I see what you're getting at. I think that with the current ecosystem members, a small, optional addition to an existing API is much more likely to get adopted than a whole separate API. I think we do want to design that API for broader configuration in the near term but it's likely that it will remain fairly niche. In that sense, the former feels more 'open'. So basically I agree with @issa's point 4 above and would be interested in a concrete example of how a settings API could be more open.

I think adding an optional flag on the form list as a quasi-directive to tell the client - specifically ODK Collect - to flush anything not in the list is a relatively lightweight and unobtrusive means to solve an immediate (and significant!) pain-point for ODK tool-stack users.
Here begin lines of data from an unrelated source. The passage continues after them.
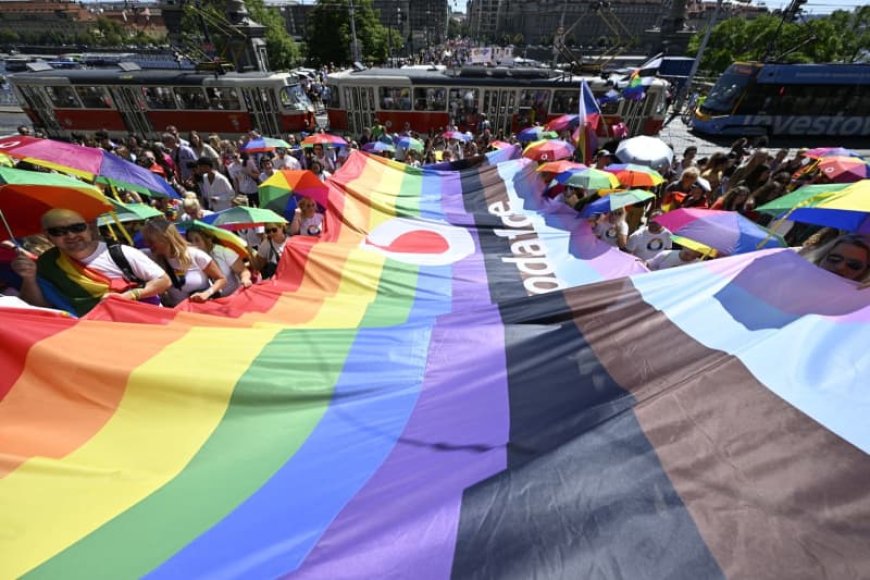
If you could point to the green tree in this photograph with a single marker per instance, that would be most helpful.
(283, 51)
(209, 17)
(329, 33)
(819, 40)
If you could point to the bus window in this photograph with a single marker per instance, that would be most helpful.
(94, 97)
(565, 102)
(726, 92)
(63, 97)
(294, 98)
(223, 99)
(159, 98)
(430, 99)
(191, 98)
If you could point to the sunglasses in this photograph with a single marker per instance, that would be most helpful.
(854, 265)
(60, 231)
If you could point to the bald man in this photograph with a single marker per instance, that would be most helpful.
(81, 270)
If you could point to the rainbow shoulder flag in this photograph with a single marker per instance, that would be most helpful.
(457, 380)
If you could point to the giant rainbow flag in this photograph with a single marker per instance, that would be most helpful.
(457, 380)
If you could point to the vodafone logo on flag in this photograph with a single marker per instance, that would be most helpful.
(420, 242)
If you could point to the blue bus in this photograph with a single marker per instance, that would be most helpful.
(752, 99)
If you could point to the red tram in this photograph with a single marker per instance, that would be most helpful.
(144, 102)
(510, 98)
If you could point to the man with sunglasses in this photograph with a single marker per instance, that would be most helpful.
(81, 270)
(848, 258)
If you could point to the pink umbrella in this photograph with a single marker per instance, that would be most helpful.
(844, 169)
(549, 150)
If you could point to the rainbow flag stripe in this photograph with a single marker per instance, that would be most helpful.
(456, 380)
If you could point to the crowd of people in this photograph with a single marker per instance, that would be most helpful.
(71, 267)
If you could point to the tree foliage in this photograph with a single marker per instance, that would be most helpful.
(328, 33)
(840, 37)
(209, 17)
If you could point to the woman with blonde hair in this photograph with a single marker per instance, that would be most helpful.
(231, 265)
(194, 273)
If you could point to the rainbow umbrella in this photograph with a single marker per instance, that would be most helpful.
(264, 145)
(223, 237)
(559, 166)
(458, 135)
(844, 169)
(89, 163)
(549, 150)
(279, 192)
(563, 122)
(631, 175)
(535, 133)
(846, 208)
(378, 147)
(128, 212)
(593, 179)
(727, 232)
(26, 195)
(801, 197)
(243, 218)
(324, 139)
(616, 200)
(407, 143)
(820, 152)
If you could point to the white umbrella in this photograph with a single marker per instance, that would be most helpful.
(643, 150)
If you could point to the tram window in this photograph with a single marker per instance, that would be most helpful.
(538, 100)
(191, 98)
(159, 98)
(94, 97)
(223, 99)
(430, 99)
(463, 101)
(395, 98)
(330, 97)
(293, 97)
(63, 97)
(565, 102)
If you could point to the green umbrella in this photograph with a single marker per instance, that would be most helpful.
(804, 196)
(128, 212)
(242, 218)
The only readily obvious alternatives would be trying to come up with a whole new spec around remote client configuration (a lovely concept but... OMG, where to start!?!), or perhaps adding a brand new config option to the base ODK Collect build that, by default (ie unless explicitly disabled by the user), performs this flush automatically whenever you refresh a form list. But anything that auto-deletes stuff is extremely dangerous and has to be VERY carefully thought thru (whist survey deployments continue to suffer having enumerators inadvertently filling in out-of-date/deprecated forms...)

So yup, this is OK. Pragmatism Rulez! :slight_smile:

There's probably a subset of common (but optional) client-side workfows that we could come up with that could be candidates for remote config. eg delete submissions upon successful upload, disable validation, treat all XPath references precisely as specified (:wink: )... yadda, yadda. But maybe that's something the respective client-owners could flesh out (over a beer) and we go from there? :slight_smile:

2 Likes

:beers: So maybe the next step is to draw TSC attention here and see if anyone else has other comments? Then perhaps it can briefly be discussed at the next meeting.

That's sounding pretty great! Let's see where we go with this and then schedule the international beer session.

Is there an existing github issue I can refer to? (Presumably ODK spec?). I can open a roadmap issue referencing it, and these associated forum discussions, and put on next TSC agenda to review. [I figure we might as well follow the process we’re supposed to be following... :wink: ]

Btw is matchExactly (or what-have-you) a Boolean attribute, ie can also be false?

No GitHub issue yet. It looks like at some point @yanokwa added https://github.com/opendatakit/roadmap/projects/1#card-28845254 which seems sufficient to me.

It might be good to have at least a note about pushing client configuration from servers in the proposed column.

I think the allowed values for the attribute would be true and false. I still have a slight preference for matchExactly but I do see an argument for authoritative or some other declarative name.